Pernah penulis temukan sebuah pernyataan bahwa “Allah hidup dengan kehendak-Nya sendiri” dalam sebuah situs yang menerangkan tentang 20 sifat wajib Allah. Secara lahir, mungkin tidak ada masalah dalam pernyataan itu. Akan tetapi, jika kita memahami sifat-sifat Allah beserta ta‘alluq-nya, maka akan kita dapati kesalahan dalam pernyataan tersebut.
Sifat hayat bagi Allah itu wajib secara akal. Sedangkan, sifat iradat Allah itu tidak berkaitan dengan perkara wajib ataupun mustahil secara akal, sifat iradat hanya ber-ta‘alluq dengan hal-hal yang mungkin, sehingga sifat hayat bagi Allah yang berhukum wajib sama sekali tidak memiliki kaitan dengan sifat iradat Allah.

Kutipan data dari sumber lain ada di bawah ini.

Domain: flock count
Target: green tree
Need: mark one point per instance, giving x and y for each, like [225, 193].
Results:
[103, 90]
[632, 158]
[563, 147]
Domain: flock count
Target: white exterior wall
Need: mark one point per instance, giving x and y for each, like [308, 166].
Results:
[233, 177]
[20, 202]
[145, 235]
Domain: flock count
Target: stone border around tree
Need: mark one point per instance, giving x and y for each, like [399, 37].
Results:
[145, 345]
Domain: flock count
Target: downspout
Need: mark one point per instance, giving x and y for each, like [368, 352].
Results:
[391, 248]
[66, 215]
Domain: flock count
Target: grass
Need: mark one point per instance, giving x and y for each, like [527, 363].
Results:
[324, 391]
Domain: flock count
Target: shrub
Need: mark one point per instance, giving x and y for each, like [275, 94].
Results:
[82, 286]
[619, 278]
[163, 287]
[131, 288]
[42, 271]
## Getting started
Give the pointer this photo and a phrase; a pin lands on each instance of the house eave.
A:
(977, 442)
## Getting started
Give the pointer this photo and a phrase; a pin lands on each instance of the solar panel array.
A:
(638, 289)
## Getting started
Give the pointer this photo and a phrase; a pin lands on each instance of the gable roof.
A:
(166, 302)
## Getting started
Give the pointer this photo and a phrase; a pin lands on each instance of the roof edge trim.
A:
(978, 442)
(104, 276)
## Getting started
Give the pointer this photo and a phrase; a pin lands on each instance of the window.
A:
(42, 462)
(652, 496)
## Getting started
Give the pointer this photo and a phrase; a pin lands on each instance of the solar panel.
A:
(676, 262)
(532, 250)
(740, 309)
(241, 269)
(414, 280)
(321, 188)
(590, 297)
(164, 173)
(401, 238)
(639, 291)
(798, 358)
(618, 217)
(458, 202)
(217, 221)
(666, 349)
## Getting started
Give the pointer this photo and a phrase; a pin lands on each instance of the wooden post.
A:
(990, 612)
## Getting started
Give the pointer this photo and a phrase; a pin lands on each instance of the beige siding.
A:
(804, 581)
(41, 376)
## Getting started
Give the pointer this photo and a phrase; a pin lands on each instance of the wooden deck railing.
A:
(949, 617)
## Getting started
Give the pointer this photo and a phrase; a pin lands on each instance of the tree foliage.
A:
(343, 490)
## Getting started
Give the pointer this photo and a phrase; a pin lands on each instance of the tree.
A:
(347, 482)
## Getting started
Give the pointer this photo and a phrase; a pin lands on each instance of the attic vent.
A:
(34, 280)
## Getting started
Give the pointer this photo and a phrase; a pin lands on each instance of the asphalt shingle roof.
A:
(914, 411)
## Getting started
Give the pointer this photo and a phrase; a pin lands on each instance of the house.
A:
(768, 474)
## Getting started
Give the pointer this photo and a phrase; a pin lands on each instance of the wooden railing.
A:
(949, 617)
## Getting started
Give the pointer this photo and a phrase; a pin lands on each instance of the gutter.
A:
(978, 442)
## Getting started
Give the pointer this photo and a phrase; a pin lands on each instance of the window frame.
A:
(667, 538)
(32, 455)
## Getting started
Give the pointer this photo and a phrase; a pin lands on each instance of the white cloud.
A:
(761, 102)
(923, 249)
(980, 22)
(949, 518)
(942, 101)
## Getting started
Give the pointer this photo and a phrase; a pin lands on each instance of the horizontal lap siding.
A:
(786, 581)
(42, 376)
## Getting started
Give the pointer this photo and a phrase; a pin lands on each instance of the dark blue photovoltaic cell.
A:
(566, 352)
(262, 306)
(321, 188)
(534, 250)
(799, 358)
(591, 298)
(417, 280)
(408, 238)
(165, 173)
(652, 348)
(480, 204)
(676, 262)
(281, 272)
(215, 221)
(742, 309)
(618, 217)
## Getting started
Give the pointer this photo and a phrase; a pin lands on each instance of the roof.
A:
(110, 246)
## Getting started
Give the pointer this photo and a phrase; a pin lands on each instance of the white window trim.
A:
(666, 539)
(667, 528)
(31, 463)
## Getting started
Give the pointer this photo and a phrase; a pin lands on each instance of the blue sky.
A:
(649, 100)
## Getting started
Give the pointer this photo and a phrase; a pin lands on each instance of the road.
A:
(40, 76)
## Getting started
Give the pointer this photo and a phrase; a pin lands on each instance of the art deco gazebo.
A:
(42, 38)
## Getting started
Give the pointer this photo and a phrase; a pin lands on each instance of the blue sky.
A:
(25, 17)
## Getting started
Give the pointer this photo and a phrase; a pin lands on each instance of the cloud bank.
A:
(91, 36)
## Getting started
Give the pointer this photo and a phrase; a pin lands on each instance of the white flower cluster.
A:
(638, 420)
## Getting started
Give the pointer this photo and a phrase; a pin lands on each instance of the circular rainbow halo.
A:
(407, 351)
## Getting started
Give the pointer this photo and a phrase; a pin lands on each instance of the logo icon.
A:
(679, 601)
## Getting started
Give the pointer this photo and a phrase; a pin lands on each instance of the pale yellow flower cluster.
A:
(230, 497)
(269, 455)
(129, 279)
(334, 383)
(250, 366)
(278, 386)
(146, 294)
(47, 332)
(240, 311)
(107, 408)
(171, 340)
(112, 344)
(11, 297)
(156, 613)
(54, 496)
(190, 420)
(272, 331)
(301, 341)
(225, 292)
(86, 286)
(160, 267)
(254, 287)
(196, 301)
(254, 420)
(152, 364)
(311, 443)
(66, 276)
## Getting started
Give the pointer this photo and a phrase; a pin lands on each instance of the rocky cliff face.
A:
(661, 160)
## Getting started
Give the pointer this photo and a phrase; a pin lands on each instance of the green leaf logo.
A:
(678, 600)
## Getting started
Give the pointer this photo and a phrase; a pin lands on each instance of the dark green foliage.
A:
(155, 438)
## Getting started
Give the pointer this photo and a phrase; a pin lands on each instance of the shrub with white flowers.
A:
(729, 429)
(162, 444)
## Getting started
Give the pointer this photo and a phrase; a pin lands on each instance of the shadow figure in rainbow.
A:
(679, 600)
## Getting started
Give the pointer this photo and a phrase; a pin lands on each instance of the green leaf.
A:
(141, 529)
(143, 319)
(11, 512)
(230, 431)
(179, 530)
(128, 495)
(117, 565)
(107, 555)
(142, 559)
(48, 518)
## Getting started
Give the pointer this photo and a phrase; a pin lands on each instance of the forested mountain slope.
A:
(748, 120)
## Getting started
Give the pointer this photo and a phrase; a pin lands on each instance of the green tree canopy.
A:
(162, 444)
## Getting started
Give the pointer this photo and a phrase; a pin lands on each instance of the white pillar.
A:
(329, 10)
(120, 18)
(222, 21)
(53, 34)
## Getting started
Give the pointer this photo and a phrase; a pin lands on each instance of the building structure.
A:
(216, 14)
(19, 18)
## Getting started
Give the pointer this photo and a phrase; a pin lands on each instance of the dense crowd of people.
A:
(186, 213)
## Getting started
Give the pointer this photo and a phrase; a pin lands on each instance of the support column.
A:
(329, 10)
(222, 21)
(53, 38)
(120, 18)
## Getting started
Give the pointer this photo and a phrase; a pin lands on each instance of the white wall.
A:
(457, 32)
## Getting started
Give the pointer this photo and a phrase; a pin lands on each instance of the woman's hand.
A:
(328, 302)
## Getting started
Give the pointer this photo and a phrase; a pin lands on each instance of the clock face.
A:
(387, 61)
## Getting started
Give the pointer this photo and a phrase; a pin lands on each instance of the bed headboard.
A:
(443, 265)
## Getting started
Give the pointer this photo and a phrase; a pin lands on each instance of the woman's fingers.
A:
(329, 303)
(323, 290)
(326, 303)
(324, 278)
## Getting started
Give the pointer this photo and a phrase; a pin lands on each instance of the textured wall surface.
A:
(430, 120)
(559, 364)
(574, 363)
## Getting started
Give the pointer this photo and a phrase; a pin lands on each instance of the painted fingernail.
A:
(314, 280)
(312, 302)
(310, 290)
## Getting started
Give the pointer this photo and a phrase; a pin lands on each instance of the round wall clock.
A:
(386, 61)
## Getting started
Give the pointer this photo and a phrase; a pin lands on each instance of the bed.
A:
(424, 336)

Hal tersebut sebagaimana pernah disinggung oleh Muhammad Ibnu Romli dalam tulisannya yang berjudul “Mengenal 7 Ta’alluq Sifat Kodrat”. Lantas, apakah Allah tidak mampu karena Iradat-Nya tidak berpengaruh pada perkara wajib dan mustahil? Tentu tidak! Sebab iradat-Nya tidak memiliki kaitan dengan perkara wajib dan mustahil. Sama halnya dengan kata jatuh, pasti ke bawah tidak mungkin ke atas, sebab kaitannya jatuh dengan arah bawah bukan atas. Wallâhu a‘lam.